Des caméras portatives pour le SPVM, une solution trompeuse

Les soulèvements contre le racisme et la violence de la police, provoqués l’été dernier par le meurtre de George Floyd, ont engendré plusieurs discussions sur les réformes policières. Une des réformes les plus populaires repose sur les caméras portatives, une technologie dont l’utilisation sera débattue lundi au conseil municipal de Montréal. Si cette réforme suscite beaucoup d’intérêt, les études démontrent qu’elle est bien loin d’être une solution miracle au profilage racial et à la violence policière.
Ces caméras sont des appareils portés par les policiers sur leurs uniformes, au niveau du torse. Habituellement, les agents eux-mêmes doivent activer la caméra pour lancer l’enregistrement vidéo, et ce sont les départements de police qui développent les politiques et protocoles qui déterminent quand l’enregistrement doit être fait, et pour quelle durée. Il existe aussi de nouveaux modèles programmés pour enregistrer dès qu’un agent dégaine son fusil ou son arme à impulsion électrique. Les séquences vidéo sont téléchargées sur des serveurs, gérés par le département de police ou par une compagnie privée, et elles sont stockées pour une durée de temps déterminée par la politique du département en question.
Puisque les vidéos virales de violence policière ont récemment attiré tant d’attention sur les médias sociaux, l’idée de fournir plus de caméras pour documenter encore plus d’interactions policières peut sembler prometteuse. Malheureusement, les données disponibles indiquent qu’il s’agit d’une mesure inefficace.
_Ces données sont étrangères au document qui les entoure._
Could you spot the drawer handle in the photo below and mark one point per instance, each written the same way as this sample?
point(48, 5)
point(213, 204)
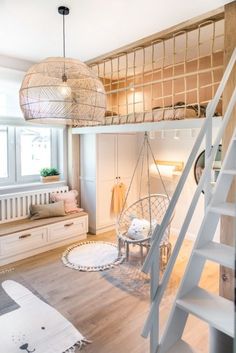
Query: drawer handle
point(68, 224)
point(24, 236)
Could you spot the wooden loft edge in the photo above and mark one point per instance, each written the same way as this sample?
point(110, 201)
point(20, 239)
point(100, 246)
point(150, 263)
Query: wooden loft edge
point(183, 124)
point(216, 14)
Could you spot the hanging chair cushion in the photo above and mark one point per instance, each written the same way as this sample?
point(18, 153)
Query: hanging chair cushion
point(140, 229)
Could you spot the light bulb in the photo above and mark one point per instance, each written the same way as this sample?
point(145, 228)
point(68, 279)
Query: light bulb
point(176, 135)
point(65, 90)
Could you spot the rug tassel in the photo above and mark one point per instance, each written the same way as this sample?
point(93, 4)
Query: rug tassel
point(80, 344)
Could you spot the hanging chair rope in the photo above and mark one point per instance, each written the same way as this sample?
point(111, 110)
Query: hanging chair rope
point(141, 157)
point(131, 182)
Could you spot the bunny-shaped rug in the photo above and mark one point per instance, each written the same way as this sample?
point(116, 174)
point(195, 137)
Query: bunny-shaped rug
point(35, 326)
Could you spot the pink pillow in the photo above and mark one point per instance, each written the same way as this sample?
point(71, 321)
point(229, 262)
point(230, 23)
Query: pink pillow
point(69, 198)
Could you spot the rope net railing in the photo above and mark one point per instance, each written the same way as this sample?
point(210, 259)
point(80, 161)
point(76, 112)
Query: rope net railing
point(171, 78)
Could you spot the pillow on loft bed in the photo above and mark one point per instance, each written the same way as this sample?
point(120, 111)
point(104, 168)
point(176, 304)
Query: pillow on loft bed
point(56, 209)
point(70, 200)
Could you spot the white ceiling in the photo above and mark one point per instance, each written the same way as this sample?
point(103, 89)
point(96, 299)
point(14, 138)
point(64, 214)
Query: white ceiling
point(32, 29)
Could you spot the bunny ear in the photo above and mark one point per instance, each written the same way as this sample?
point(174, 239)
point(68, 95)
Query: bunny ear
point(18, 293)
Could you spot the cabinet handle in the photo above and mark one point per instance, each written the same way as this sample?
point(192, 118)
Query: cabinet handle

La plupart des études indiquent que les caméras portatives n’ont aucun effet significatif sur l’utilisation de la force (violence) par la police. Étonnamment, selon les données de l’étude la plus complète, l’effet le plus significatif de cette technologie est d’augmenter de 15 % la probabilité d’agressions violentes contre les agents du service de police.
Le fait le plus marquant : les caméras portatives n’augmentent pas la probabilité que des policiers soient sanctionnés ou traduits en justice pour des bavures, des actes racistes ou violents. Une étude publiée en 2019 dans le Yale Law Journal indique que, dans le cas d’une inconduite policière, les membres d’un jury à qui l’on montre des preuves vidéo incriminantes ne seraient pas plus susceptibles de reconnaître l’accusé coupable que si on leur avait présenté des preuves d’autres types (par exemple, un témoignage de la victime). Les Montréalais n’en seront pas surpris. Depuis 2014, au moins trois décès aux mains du SPVM ont été filmés par des caméras de sécurité ou des cellulaires. Aucun des policiers impliqués n’a fait face à des mesures disciplinaires ni à des accusations criminelles.
Si les caméras portatives ne réduisent pas les incidences de profilage ou de violence policière, elles ont bien d’autres effets. Notamment, elles augmentent les budgets des services de police et grossissent les rangs du personnel. En 2016, un projet pilote a équipé 78 policiers de ces fameux appareils, et il fut déterminé que le coût de la mise en œuvre du programme pour l’ensemble du département serait de 24 millions de dollars par année, sans compter l’embauche de 200 nouveaux policiers pour organiser les vidéos et superviser le programme. Alors que la majorité des Canadiens soutiennent le définancement de la police et le réinvestissement dans des programmes communautaires, les caméras portatives sont une des nombreuses justifications utilisées par les départements pour obtenir plus d’argent et plus de policiers.
Si l’on vise à prévenir et à minimiser les répercussions du profilage racial et des bavures policières, il faut reconnaître qu’introduire ces caméras, c’est mettre entre les mains des agents une arme de plus contre les gens qu’ils ciblent — justement ou injustement. Le plus fréquemment, les vidéos enregistrées ne sont pas utilisées, comme certains partisans des caméras le suggèrent, dans des procès menés contre des policiers, mais plutôt contre des individus arrêtés ou visés par la police. Ces vidéos peuvent aussi être utilisées pour façonner l’opinion publique à l’heure où le soutien de la population pour l’institution de la police n’a jamais été aussi bas. Effectivement, le SPVM est en faveur des caméras portatives parce que le matériel produit par ces appareils peut être utilisé pour contrer l’effet des images enregistrées par les citoyens et diffusées sur les médias sociaux.
Plus que tout, les caméras portatives détournent l’attention des questions fondamentales soulignées par le mouvement pour définancer la police. Qu’est-ce qui contribue réellement à rendre nos communautés sécuritaires ? Qui sont les mieux placés pour garantir cette sécurité ? Les partisans des caméras préfèrent ignorer ces questions et y substituer une solution technologique coûteuse. Tout au plus, cela fera circuler davantage d’images du racisme et de la violence policière qui perdure au Canada depuis plus d’un siècle.